Kirlian Camera – Black Summer Choirs (2013)

por Xabier Cortés

Kirlian CameraCuando son varias las décadas que contemplan la carrera de un proyecto musical existe el riesgo que éste se relaje, dejarlo a merced de la inercia —esa enfermedad terminal que infecta, debilita y extermina proyectos musicales a la velocidad del rayo— que ésta haga su trabajo y editar a intervalos regulares trabajos que giren alrededor de esa fórmula, de esa piedra filosofal hallada años antes. Los italianos Kirlian Camera se sitúan en un punto diametralmente opuesto al expuesto aquí, afortunadamente para nosotros —y para ellos— su carácter de artistas, con todo lo que ello conlleva, les obliga a seguir mezclando, puliendo, investigando una fórmula con la que expresar su particular cosmovisión.
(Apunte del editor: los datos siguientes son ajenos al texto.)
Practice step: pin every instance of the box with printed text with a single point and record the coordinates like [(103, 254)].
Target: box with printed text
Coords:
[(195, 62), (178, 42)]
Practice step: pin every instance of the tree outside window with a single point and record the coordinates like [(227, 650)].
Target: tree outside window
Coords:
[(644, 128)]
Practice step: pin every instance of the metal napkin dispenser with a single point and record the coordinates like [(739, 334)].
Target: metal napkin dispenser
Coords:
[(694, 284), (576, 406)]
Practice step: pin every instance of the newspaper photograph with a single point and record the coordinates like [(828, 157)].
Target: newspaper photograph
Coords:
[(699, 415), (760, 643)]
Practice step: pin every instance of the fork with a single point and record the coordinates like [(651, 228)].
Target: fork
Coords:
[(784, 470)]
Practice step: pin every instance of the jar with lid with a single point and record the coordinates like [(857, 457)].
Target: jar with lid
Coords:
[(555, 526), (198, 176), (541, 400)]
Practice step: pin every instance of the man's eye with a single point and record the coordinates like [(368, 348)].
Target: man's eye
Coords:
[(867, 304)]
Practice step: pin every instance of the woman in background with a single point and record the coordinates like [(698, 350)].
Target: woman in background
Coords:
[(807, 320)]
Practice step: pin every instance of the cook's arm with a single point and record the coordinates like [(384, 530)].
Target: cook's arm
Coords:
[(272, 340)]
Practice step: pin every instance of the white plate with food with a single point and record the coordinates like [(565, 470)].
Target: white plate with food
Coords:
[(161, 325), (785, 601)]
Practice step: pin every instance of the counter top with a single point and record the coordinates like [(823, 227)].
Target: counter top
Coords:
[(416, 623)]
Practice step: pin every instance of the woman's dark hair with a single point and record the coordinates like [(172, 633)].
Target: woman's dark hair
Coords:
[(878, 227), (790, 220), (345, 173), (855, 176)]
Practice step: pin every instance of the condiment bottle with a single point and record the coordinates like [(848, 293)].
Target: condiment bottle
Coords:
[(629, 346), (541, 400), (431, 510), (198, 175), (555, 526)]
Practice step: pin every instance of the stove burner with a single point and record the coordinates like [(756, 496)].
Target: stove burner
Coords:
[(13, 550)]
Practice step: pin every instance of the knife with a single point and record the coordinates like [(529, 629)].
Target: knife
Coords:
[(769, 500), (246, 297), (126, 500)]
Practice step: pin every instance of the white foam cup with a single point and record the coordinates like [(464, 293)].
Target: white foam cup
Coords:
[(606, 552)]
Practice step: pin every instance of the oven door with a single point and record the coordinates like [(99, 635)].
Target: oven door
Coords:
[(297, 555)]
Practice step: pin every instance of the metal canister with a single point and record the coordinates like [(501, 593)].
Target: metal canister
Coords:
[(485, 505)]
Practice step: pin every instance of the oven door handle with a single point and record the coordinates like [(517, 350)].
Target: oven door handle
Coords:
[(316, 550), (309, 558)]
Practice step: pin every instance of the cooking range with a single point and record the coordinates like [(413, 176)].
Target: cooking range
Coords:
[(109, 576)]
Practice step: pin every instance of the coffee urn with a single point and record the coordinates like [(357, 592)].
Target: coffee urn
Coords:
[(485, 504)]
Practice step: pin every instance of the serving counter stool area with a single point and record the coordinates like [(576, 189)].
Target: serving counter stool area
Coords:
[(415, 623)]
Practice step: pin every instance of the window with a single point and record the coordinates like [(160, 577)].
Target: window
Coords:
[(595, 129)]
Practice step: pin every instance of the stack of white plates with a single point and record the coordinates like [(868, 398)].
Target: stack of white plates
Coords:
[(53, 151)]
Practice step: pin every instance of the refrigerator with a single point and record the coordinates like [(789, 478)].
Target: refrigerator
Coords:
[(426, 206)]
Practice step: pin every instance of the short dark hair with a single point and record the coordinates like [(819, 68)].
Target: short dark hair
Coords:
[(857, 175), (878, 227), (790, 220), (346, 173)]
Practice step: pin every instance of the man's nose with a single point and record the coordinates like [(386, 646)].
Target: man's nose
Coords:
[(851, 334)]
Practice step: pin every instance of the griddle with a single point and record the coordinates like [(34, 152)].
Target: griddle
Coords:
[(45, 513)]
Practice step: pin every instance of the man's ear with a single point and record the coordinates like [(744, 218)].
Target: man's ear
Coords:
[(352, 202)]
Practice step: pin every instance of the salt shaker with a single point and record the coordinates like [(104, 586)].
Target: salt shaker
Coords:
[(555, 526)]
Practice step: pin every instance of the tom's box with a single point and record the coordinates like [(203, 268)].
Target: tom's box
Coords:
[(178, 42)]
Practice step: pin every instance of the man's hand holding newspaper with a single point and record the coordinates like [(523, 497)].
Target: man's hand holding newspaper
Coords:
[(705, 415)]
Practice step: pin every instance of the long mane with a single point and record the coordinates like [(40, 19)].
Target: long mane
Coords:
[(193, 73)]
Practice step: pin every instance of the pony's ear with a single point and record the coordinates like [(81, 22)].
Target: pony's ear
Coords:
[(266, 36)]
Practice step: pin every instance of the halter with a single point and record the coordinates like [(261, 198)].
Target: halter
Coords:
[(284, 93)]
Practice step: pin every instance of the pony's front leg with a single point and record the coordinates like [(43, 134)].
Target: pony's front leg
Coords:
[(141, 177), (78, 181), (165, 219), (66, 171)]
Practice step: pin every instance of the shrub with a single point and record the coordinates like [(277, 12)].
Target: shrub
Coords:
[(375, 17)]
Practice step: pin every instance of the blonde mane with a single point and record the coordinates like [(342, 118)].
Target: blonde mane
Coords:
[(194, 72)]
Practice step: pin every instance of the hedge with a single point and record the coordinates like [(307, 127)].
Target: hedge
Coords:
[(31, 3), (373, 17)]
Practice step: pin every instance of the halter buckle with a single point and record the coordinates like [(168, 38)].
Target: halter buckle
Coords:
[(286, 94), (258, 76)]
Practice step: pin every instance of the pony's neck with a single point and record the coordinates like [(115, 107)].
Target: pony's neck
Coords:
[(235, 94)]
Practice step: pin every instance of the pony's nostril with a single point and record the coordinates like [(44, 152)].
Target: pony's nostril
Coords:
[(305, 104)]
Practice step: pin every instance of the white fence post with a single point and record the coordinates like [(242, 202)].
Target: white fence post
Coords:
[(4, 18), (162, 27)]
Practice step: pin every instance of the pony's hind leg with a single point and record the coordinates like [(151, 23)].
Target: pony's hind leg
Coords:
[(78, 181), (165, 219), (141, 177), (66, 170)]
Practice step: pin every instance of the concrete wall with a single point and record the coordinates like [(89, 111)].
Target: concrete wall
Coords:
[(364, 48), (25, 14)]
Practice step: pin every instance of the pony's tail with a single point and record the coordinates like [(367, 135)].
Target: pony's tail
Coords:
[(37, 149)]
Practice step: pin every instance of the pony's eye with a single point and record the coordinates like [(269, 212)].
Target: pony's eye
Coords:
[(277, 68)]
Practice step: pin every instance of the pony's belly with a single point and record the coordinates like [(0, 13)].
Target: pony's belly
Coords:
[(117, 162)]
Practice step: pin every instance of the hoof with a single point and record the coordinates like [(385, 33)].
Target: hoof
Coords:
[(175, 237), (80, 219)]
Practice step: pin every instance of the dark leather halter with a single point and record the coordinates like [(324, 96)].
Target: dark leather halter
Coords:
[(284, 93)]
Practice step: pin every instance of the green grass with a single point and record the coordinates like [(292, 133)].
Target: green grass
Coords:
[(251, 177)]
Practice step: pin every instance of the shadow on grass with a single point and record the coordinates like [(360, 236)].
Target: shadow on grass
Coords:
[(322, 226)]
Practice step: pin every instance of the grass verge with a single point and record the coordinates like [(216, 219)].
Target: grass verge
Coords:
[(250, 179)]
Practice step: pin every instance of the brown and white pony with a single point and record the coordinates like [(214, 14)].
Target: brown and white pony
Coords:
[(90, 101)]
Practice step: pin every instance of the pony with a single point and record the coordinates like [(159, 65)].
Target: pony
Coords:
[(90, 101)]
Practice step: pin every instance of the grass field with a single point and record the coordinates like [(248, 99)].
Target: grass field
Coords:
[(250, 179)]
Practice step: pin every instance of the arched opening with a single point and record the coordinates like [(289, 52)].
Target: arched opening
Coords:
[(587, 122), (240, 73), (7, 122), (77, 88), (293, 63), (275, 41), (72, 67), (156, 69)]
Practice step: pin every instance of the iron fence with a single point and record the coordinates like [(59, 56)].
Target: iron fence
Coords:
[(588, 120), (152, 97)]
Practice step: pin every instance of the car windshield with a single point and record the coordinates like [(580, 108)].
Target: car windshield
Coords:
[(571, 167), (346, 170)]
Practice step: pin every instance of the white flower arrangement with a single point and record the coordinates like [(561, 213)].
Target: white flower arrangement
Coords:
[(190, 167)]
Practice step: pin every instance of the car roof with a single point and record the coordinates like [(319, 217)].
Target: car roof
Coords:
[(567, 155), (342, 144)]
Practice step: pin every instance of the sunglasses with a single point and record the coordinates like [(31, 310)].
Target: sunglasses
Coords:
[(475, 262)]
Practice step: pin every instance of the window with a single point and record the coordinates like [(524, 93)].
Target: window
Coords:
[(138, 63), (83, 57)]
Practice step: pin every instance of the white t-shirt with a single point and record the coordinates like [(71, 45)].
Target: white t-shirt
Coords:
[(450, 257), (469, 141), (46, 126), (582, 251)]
Lo que empezara siendo un poderoso y sentido neofolk industrializado y que se metamorfoseara en una suerte de darkwave después para pasar a ser, en sus últimos trabajos, una muestra de exquisita electrónica de marcado carácter europeo —aunque en una escena cuanto menos saturada— continúa su inquieto devenir hasta alcanzar a su más reciente lanzamiento: Black Summer Choirs.

La particularidad de este último disco de Kirlian Camera radica en que se han servido de su propia influencia, en una suerte de ejercicio de regurgitación musical sólo posible en alguien con la experiencia y el saber hacer de más de treinta años en una escena pequeña y poco tolerante a fallos como les la escena oscura. Angelo Bergamini junto con la inestimable ayuda de la diva Elena Alice Fossi ha sabido resolver un complejo puzzle en Black Summer Choirs haciendo de él un rendezvous de todo lo que ha sido hasta ahora Kirlian Camera —la intensidad del neofolk, la contundencia del espíritu industrial en las percusiones, la belleza encarnada en la voz de Elena, la grandilocuencia de los pasajes más atmosféricos e incluso la delicadeza de algún que otro pasaje triphop— pero que suena diferente y que abre nuevas vías a esa exploración musical que iniciara allá por los primeros años ochenta. Abandonan las pistas de baile saturadas, dan la espalda a sus cegadores destellos y sus lujuriosos neones, por breves momentos ya que siguen teniendo constantes guiños a ellas, para encontrar su lugar en esa misma ciudad pero en un apartado y tranquilo cine de los suburbios en el que proyectan adaptaciones de las novelas de Hammett y en el que se respira un intenso aroma a tabaco y decadencia. La sugerente voz de Elena, que en este álbum ha dejado su  impronta y encontraremos detalles, guiños y giros que nos recordarán a sus Spectra*Paris, nos invita a recorrer una ciudad en blanco y negro bajo una lluvia constante. nos muestra un camino gris y solitario, si acaso interrumpido por algún llanto lejano, alguna pelea callejera que toman forma aquí de interrupciones puramente spoken work que irremediablemente traerán a nuestra memoria a Blood Axis y su gospel por la inhumanidad. Black Summer Choirs está envuelto en un inquietante halo de misterio cinematográfico, su desarrollo bien podría ser la banda sonora para alguna oscura y sórdida serie policiaca con antihéroes de dudosos métodos bordeando la ilegalidad pero con satisfactorios resultados.

Kirlian Camera continúan acotando el devenir de una parte importante de la escena oscura europea con Black Summer Choirs gracias a su infinita capacidad y su incansable búsqueda de la belleza en las zonas más oscuras de esta ciudad que han elegido para desarrollar su arte.